What is Florence-2?

It is a general-purpose VLM (Visual Language Model) that can handle multiple tasks such as caption generation, object detection, segmentation, and OCR with a single model by looking at an image.

In this page, we will focus on four tasks often used in ComfyUI: "Caption Generation", "Object Detection (Coordinate Extraction)", "OCR", and "Q&A about Images".


Custom Node


Florence2Run Node

Florence2Run is the main node for having Florence-2 execute tasks on the input image. By switching task, you can use functions such as caption generation, object detection, and OCR properly.

caption, detailed caption

Generates a natural language caption from the image.

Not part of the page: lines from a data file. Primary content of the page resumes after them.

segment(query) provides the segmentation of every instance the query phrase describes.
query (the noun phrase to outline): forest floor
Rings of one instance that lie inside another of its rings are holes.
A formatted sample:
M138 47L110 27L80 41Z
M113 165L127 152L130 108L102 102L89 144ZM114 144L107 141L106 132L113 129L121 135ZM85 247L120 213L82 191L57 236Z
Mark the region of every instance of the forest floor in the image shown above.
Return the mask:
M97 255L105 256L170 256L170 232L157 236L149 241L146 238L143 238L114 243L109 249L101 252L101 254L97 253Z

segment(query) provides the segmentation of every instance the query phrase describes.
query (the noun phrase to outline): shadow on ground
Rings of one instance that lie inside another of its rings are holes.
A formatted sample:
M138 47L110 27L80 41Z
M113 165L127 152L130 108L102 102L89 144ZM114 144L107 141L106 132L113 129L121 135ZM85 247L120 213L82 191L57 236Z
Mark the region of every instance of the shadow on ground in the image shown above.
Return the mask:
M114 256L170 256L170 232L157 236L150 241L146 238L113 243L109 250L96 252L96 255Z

Florence2-detailed_caption.json
  • caption
    • Explains the outline of the image simply.
  • detailed caption
    • Explains the composition and appearance in a little more detail.

However, if the purpose is only "caption for prompts", using a caption-specific model such as JoyCaption will produce much more flexible and high-quality results.

caption_to_phrase_grounding

Outputs the position of the object in the form of a rectangle (bounding box) for each phrase of the specified caption.

Florence2-caption_to_phrase_grounding.json
  • It is characterized by being able to take the position even with slightly complex instructions such as "left tree" or "red car".
  • By extracting coordinates with the 🟨 Florence2 Coordinates node and combining it with a segmentation model such as SAM2, you can use it to mask only specific objects.

ocr

Reads characters in the image and outputs them as text.

Florence2-ocr.json

docvqa

A task to answer questions about the image.

Florence2-docvqa.json
  • You can ask questions like "Where is XX in this image?" or "What is the value of this table?" and receive the answer in text.
  • Imagine usage similar to throwing an image to ChatGPT and asking questions.